Utah landlords pay for evicting non-Mormon tenants

Utah landlords who allegedly evicted tenants from their building because they were not practicing Mormons have agreed to pay nearly $30,000 to settle religious discrimination complaints filed with the US Department of Housing and Urban Development (HUD). In addition to the money, the March settlement requires Eldon and Marilyn May, the landlords, to attend fair housing training, change tenant requirements, and write a letter of apology to the tenants who claim they were wrongfully evicted.

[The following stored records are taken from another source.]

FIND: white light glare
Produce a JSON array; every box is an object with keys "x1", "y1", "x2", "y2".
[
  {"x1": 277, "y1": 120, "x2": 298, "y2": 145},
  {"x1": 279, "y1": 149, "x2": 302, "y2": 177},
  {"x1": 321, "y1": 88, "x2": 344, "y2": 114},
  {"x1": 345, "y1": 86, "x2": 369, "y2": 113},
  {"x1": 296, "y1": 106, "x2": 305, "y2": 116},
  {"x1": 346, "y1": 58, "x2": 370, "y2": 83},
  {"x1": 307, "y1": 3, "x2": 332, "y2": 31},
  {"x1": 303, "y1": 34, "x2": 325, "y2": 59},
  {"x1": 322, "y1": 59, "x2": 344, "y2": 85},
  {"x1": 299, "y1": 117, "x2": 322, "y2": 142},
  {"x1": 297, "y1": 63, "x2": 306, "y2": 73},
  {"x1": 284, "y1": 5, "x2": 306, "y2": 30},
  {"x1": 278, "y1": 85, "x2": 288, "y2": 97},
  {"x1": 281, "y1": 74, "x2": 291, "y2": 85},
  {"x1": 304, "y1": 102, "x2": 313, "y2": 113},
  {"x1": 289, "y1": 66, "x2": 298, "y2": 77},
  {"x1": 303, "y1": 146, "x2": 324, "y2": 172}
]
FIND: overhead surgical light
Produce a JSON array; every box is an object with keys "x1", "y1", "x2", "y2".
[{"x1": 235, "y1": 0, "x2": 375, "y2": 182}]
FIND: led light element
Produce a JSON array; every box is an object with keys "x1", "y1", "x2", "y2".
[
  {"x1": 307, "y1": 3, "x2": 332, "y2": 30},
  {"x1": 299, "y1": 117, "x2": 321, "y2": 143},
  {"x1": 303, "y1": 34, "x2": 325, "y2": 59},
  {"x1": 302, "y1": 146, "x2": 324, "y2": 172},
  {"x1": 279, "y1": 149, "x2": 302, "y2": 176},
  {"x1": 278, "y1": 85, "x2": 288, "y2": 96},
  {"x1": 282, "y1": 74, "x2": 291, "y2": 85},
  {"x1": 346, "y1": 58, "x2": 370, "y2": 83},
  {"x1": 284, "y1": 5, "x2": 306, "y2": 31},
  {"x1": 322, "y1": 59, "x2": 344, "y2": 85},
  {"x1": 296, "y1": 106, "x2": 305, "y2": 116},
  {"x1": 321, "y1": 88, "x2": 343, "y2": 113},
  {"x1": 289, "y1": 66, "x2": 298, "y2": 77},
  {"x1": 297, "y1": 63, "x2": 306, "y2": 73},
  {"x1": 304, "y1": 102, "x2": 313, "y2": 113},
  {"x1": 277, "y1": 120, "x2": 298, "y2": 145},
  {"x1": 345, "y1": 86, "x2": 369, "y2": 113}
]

Tenants claimed that landlords created a "hostile environment" because they were not Mormon
The complaints of religious discrimination were filed against the Mays by a couple and two families that lived in the complex in Hyrum, Utah. They alleged that the Mays had different rental terms and conditions for them than other tenants, made discriminatory remarks to them, created a hostile environment, and forced them out of their apartments because they were not practicing members of the Mormon church. The complainants filed three complaints against the Mays in August 1994.

HUD investigated the allegations lodged against the Mays and issued a Determination of Reasonable Cause and a Charge of Discrimination in September 1996. HUD Administrative Law Judge William Cregar was to hold a hearing to examine evidence in the complaints, but Eldon and Marilyn May agreed to settle the case before any evidence was presented.

The Mays were represented by Suzanne Marychild, an attorney based in Logan, Utah. The complainants were assisted in their case by Diane Lindsey and Dorothy Crow-Willard, HUD attorneys based in Denver, Colorado.